The on-orbit assembly is an appealing method to build large space structures. To improve the assembly efficiency, each module trends towards a flexible one. How to account for the nonlinear rigid-flexible dynamics is still an open problem during the assembly mission. This paper presents the dynamics modeling, path planning and controller design for the autonomous assembly of multiple flexible spacecraft. Both the one-by-one and simultaneous assembly scenarios are considered. The assumed modes method is adopted to describe the nonlinear dynamic behaviors of the spacecraft equipped with six flexible appendages. The input shaping technique is used to shape the trajectory planned by the RRT* algorithm to reduce the vibrations of flexible appendages caused by the trajectory tracking for each spacecraft. To avoid collisions among the spacecraft in the team and obstacles, a PD controller together with collision avoidance forces is proposed to drive the spacecraft to track their desired trajectories. Finally, some numerical results are presented to show the effectiveness of the developed path planning algorithm and controller design method. The main major finding of this paper is that the introduction of input shaping technique can reduce the vibration caused by the collision-free trajectory from the RRT* algorithm in assembly mission.

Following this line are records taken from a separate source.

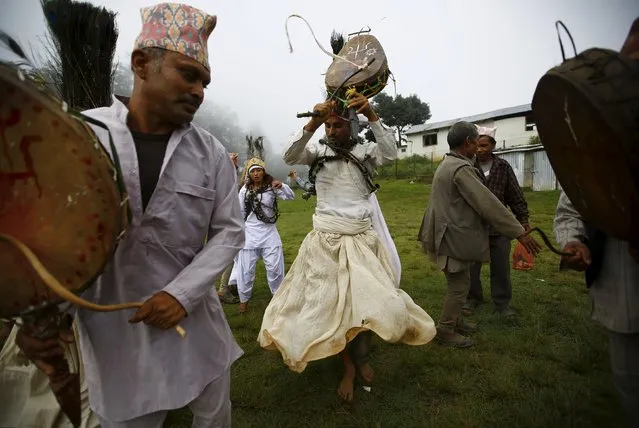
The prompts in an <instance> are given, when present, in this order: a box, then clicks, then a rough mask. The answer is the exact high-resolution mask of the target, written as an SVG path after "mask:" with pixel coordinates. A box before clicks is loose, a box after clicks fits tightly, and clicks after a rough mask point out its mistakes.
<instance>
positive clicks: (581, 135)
mask: <svg viewBox="0 0 639 428" xmlns="http://www.w3.org/2000/svg"><path fill="white" fill-rule="evenodd" d="M611 55H617V54H616V53H615V52H613V51H606V50H603V49H592V50H589V51H586V52H584V53H582V54H581V55H580V56H578V57H576V58H573V59H571V60H568V61H566V62H564V63H563V64H562V65H561V66H559V67H555V68H553V69H551V70H550V71H549V72H548V73H546V74H545V75H544V76H543V77H542V78H541V79H540V81H539V82H538V85H537V88H536V90H535V94H534V97H533V102H532V109H533V114H534V116H535V120H536V123H537V130H538V132H539V137H540V139H541V142H542V144H543V145H544V148H545V149H546V152H547V154H548V159H549V161H550V164H551V165H552V168H553V170H554V171H555V175H556V176H557V178H558V180H559V182H560V183H561V186H562V188H563V190H564V191H565V193H566V195H567V196H568V197H569V198H570V200H571V202H572V203H573V205H574V206H575V208H576V209H577V210H578V211H579V212H580V213H581V214H582V216H583V217H584V218H585V219H586V221H587V223H588V225H589V226H590V227H594V228H596V229H599V230H602V231H603V232H605V233H606V234H608V235H610V236H614V237H616V238H619V239H622V240H626V241H634V240H635V239H636V235H637V232H636V231H635V229H636V227H635V228H634V229H633V227H632V226H633V223H635V224H637V222H638V220H639V211H637V209H638V208H639V187H638V184H639V179H638V177H639V158H638V156H637V155H638V153H639V140H638V139H637V138H636V137H637V134H636V132H637V130H638V129H639V128H638V125H639V116H637V112H639V82H637V81H636V77H635V81H634V88H635V89H634V94H633V91H632V90H631V87H632V85H631V81H630V80H629V78H628V76H626V82H624V81H623V79H624V76H623V74H624V73H625V72H624V69H623V67H624V66H627V65H628V64H630V66H632V64H631V63H626V64H625V65H624V64H623V62H621V63H617V62H616V61H614V58H613V57H611ZM607 56H608V58H606V57H607ZM608 59H612V61H608ZM601 60H603V61H601ZM635 70H636V69H635ZM615 76H616V77H615ZM635 76H637V74H636V71H635ZM620 88H626V89H625V90H622V91H620ZM633 110H634V112H633ZM633 127H634V130H633Z"/></svg>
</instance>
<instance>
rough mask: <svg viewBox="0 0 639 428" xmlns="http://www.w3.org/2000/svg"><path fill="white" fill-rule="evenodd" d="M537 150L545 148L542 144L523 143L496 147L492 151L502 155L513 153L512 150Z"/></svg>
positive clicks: (521, 150) (513, 151) (498, 154)
mask: <svg viewBox="0 0 639 428" xmlns="http://www.w3.org/2000/svg"><path fill="white" fill-rule="evenodd" d="M537 150H545V148H544V146H543V145H542V144H525V145H521V146H513V147H508V148H505V149H497V150H493V153H494V154H496V155H502V154H504V153H513V152H530V151H537Z"/></svg>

Data Availability Statement

The datasets generated during and/or analyzed during the current study are proprietary and thus not publicly available, but any data appearing in the present work are available from the author upon reasonable request.

Appendices

Appendix

A Detailed Expressions of M\(_2\)

The nonzero elements of \(\varvec{M}_2 \in {\mathbb {R}}^{6\times 24}\) are as follows:

\(\varvec{M}_{2,(1,9)} = c_1\), \(\varvec{M}_{2,(1,10)} = c_2\), \(\varvec{M}_{2,(1,13)} = -c_1\), \(\varvec{M}_{2,(1,14)} = -c_2\), \(\varvec{M}_{2,(1,17)} = c_1\), \(\varvec{M}_{2,(1,18)} = c_2\), \(\varvec{M}_{2,(1,21)} = -c_1\), \(\varvec{M}_{2,(1,22)} = -c_2\), \(\varvec{M}_{2,(2,1)} = c_1\), \(\varvec{M}_{2,(2,2)} = c_2\), \(\varvec{M}_{2,(2,5)} = -c_1\), \(\varvec{M}_{2,(2,6)} = -c_2\), \(\varvec{M}_{2,(2,19)} = c_1\), \(\varvec{M}_{2,(2,20)} = c_2\), \(\varvec{M}_{2,(2,23)} = -c_1\), \(\varvec{M}_{2,(2,24)} = -c_2\), \(\varvec{M}_{2,(3,3)} = c_1\), \(\varvec{M}_{2,(3,4)} = c_2\), \(\varvec{M}_{2,(3,7)} = -c_1\), \(\varvec{M}_{2,(3,8)} =- c_2\), \(\varvec{M}_{2,(3,11)} = c_1\), \(\varvec{M}_{2,(3,12)} = c_2\), \(\varvec{M}_{2,(3,15)} = -c_1\), \(\varvec{M}_{2,(3,16)} =- c_2\), \(\varvec{M}_{2,(4,11)} = c_3\), \(\varvec{M}_{2,(4,12)} = c_4\), \(\varvec{M}_{2,(4,15)} = c_3\), \(\varvec{M}_{2,(4,16)} = c_4\), \(\varvec{M}_{2,(4,19)} = -c_3\), \(\varvec{M}_{2,(4,20)} = -c_4\), \(\varvec{M}_{2,(4,23)} = -c_3\), \(\varvec{M}_{2,(4,24)} = -c_4\), \(\varvec{M}_{2,(5,3)} = -c_3\), \(\varvec{M}_{2,(5,4)} = -c_4\), \(\varvec{M}_{2,(5,7)} = -c_3\), \(\varvec{M}_{2,(5,8)} = -c_4\), \(\varvec{M}_{2,(5,17)} = c_3\), \(\varvec{M}_{2,(5,18)} = c_4\), \(\varvec{M}_{2,(5,21)} = c_3\), \(\varvec{M}_{2,(5,22)} = c_4\), \(\varvec{M}_{2,(6,1)} = c_3\), \(\varvec{M}_{2,(6,2)} = c_4\), \(\varvec{M}_{2,(6,5)} = c_3\), \(\varvec{M}_{2,(6,6)} = c_4\), \(\varvec{M}_{2,(6,9)} = -c_3\), \(\varvec{M}_{2,(6,10)} = -c_4\), \(\varvec{M}_{2,(6,13)} = -c_3\), \(\varvec{M}_{2,(6,14)} = -c_4\), where \( c_1 = \rho \int _{0}^{l} \varPhi _1(x) dx\), \( c_2 = \rho \int _{0}^{l} \varPhi _1(x) dx\), \(c_3 = \rho r \int _{0}^{l} \varPhi _1(x) dx+ \rho \int _{0}^{l} x \varPhi _1(x) dx\) and \(c_4 = \rho r \int _{0}^{l} \varPhi _2(x) dx+ \rho \int _{0}^{l} x \varPhi _2(x) dx\).